- Self-portrait by Niépce
- Born: February 12, 1921 Meudon, France
- Died: August 5, 2007 (aged 86) Paris, France
- Known for: Photography
- Spouse: Claude Jaeger ​(m. 1946)​
- Website: www.janineniepce.com

= Janine Niépce =

French photographer and journalist

Janine Niépce (February 12, 1921 - August 5, 2007) was a French photographer and journalist. Her career spanned developing films for the French Resistance to covering the women's liberation movement in the 1970s.

==Biography==
Janine Niépce was born February 12, 1921, in Meudon, France. She is a distant relative of Nicéphore Niépce, the pioneer of photography.
In 1944, she graduated from the Sorbonne. She was a liaison officer involved with the liberation of Paris after World War II. In 1946 she became a professional photographer. She and the Swiss-French Sabine Weiss, a near contemporary, worked as the only women photojournalists at Rapho amongst Robert Doisneau, Édouard Boubat, Denis Brihat, Jean Dieuzaide, Bill Brandt, Ken Heyman, Izis, André Kertész, Yousuf Karsh, Jacques Henri Lartigue, Willy Ronis, Emile Savitry, Fouad Elkoury. She was influenced by Henri Cartier-Bresson.

In the 1970s, her work focused particularly on the women's liberation movement.

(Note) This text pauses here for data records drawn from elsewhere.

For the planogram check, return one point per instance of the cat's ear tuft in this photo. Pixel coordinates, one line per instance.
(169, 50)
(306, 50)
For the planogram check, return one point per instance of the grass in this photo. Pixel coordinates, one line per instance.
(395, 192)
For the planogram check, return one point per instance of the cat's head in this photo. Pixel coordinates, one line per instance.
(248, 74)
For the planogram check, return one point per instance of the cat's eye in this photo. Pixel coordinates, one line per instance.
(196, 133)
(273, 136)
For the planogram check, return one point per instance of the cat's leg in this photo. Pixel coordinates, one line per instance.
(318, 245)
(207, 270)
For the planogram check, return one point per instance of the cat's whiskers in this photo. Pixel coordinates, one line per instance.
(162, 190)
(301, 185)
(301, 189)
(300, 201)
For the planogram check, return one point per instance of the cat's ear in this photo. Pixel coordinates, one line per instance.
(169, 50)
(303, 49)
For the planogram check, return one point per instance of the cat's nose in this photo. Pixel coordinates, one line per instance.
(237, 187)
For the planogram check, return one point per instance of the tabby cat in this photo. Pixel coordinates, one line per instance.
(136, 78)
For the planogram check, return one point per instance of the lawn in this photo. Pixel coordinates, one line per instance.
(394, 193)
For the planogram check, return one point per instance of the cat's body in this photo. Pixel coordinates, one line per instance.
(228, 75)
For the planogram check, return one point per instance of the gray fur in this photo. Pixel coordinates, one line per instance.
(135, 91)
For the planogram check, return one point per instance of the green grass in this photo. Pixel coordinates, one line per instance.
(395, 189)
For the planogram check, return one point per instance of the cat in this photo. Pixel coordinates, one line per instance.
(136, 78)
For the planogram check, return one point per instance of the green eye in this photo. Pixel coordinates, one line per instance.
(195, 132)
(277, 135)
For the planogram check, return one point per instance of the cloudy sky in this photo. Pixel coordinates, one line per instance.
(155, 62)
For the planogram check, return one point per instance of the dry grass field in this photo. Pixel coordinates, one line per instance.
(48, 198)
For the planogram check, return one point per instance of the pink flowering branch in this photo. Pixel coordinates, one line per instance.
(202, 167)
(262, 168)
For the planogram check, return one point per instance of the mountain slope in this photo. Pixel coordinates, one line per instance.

In 1981 Niépce was named Chevalier des Arts et des Lettres. In 1985 she became a Knight of the Legion d'Honor.

She died August 5, 2007.

==Publications==
Janine Niépce has published at least 20 books of photographs, the most recent ones are:

- Niépce Duras (Éditions Actes Sud, 1992)
- Les années femmes (Éditions de la Martinière, 1993)
- Mes années campagne (Éditions de la Martinière, 1994)
- Images d’une vie (Éditions de la Martinière, 1995)
- Les vendanges (Éditions Hoëbeke, 2000)
- Françaises, Français, le goût de vivre (Éditions Imprimerie Nationale Actes Sud, 2005)

==Exhibitions==
- 2003 Debelleyme Gallery, exhibition sale of signed prints
- 2004 Sale at the exhibition gallery Artcurial during the Mois de la Photo
- 2006 Exhibition, "Douce France" at the Museum of Auxerre.